Decisão Judicial sobre Improbidade Administrativa
O Diário do Estado anunciou a absolvição do ex-secretário Carlos Eduardo Amaral e de outros gestores da Secretaria de Estado de Saúde de Minas Gerais (SES-MG), que estavam sendo acusados de irregularidades na vacinação contra a Covid-19. A decisão foi proferida pela 2ª Vara da Fazenda Pública e Autarquias de Belo Horizonte, que considerou que não havia evidências suficientes para comprovar ato de improbidade administrativa. Para o juiz responsável, a legislação vigente exige a demonstração de dolo, ou seja, intenção de cometer um ato ilícito, o que não foi comprovado no desenrolar do processo.
No caso, o Ministério Público (MP) havia denunciado os ex-gestores por furar a fila da vacina ao se apropriarem ilegalmente de doses destinadas a municípios mineiros. As investigações revelaram que, em janeiro de 2021, os réus vacinaram 832 servidores da SES, utilizando vacinas que deveriam ser mantidas como “reserva técnica”. Além disso, o MP alegou que critérios inadequados foram usados na definição da ordem de imunização, bem como a falta de um plano operacional eficaz para a campanha.
O Processo Judicial e As Alegações
O processo envolveu 31 réus, incluindo figuras proeminentes como Luiz Marcelo Cabral Tavares, ex-secretário adjunto, e Janaína Passos de Paula, ex-subsecretária de Vigilância. Todos negaram as acusações, e o juiz Wenderson de Souza Lima analisou cuidadosamente as preliminares apresentadas pelas defesas, rejeitando-as e focando no mérito da ação. Ele concluiu que, de acordo com a nova legislação sobre improbidade administrativa, a inexistência de dolo afastava a possibilidade de responsabilização.
O juiz ressaltou que a alteração na lei, estabelecida pela Lei 14.230/2021, determina que a improbidade administrativa requer a comprovação de uma intenção específica de praticar um ato ilícito.
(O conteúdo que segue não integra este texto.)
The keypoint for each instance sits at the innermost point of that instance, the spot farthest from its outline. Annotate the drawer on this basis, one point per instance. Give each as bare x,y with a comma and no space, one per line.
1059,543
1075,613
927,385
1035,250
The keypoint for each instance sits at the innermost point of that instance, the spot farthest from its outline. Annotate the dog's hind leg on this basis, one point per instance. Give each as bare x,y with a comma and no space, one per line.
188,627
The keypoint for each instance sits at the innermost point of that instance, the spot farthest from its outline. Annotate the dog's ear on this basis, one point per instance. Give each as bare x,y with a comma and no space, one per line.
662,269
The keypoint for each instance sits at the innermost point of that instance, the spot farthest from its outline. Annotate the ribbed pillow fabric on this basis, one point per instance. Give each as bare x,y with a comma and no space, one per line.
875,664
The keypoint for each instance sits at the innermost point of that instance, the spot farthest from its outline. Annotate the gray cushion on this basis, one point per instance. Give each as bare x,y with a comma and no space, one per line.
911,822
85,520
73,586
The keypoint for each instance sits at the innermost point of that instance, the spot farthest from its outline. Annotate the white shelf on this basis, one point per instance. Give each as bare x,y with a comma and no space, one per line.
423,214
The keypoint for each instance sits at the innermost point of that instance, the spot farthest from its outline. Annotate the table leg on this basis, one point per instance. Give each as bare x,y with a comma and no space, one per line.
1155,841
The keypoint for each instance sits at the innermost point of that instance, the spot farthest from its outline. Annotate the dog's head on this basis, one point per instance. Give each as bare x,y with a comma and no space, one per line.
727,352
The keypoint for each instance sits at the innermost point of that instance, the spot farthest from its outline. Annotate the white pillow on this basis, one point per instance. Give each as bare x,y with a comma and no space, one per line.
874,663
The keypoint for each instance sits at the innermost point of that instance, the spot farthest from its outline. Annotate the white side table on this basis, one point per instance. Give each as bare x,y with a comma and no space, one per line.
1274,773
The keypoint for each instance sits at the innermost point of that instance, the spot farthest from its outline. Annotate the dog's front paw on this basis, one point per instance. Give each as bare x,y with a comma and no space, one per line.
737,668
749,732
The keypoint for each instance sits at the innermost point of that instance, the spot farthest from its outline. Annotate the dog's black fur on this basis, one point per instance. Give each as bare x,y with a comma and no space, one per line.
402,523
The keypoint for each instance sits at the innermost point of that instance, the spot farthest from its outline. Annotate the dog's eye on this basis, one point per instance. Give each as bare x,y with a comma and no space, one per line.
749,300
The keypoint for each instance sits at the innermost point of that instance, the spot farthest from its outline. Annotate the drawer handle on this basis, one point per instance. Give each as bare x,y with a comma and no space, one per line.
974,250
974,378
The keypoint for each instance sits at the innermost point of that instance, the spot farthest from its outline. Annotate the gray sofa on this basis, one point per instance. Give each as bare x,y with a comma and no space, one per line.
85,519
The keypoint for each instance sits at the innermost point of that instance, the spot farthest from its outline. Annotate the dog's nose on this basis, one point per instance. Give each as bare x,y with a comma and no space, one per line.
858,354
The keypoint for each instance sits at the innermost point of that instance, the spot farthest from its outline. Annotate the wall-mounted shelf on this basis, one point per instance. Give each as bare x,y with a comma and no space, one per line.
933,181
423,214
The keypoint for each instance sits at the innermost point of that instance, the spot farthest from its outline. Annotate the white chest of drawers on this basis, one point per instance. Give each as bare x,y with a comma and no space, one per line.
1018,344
Essa mudança, segundo o magistrado, não estava presente no caso em questão, complicando as alegações do MP. Ele também mencionou que a pandemia trouxe incertezas, limitando as ações das autoridades sanitárias na definição de protocolos adequados.
Implicações e O Que Vem a Seguir
Com base nos argumentos apresentados, o juiz rejeitou as acusações do Ministério Público, decidiu pela não responsabilização dos envolvidos e encerrou o processo sem a imposição de custas ou honorários ao MP. A decisão, quando transitar em julgado, resultará no arquivamento do processo, encerrando assim a questão judicial para os ex-gestores.
O Ministério Público, por sua vez, já se manifestou informando que, após ser intimado, pretende recorrer da decisão. A situação levanta discussões sobre a gestão de saúde durante a pandemia e os desafios legais enfrentados por autoridades em tempos de crise sanitária. O caso ecoa em outros debates no Brasil sobre a responsabilidade de gestores públicos e a aplicação da lei em circunstâncias extraordinárias.
O juiz também citou decisões recentes do Supremo Tribunal Federal (STF), que tratam da aplicação retroativa da nova lei de improbidade, especialmente quando esta for mais benéfica ao réu. Além disso, um acórdão do Tribunal de Justiça de Minas Gerais (TJMG) em um caso semelhante reforçou a ideia de que a vacinação irregular, isoladamente, não configura improbidade se não houver uma clara violação legal e a comprovação do dolo.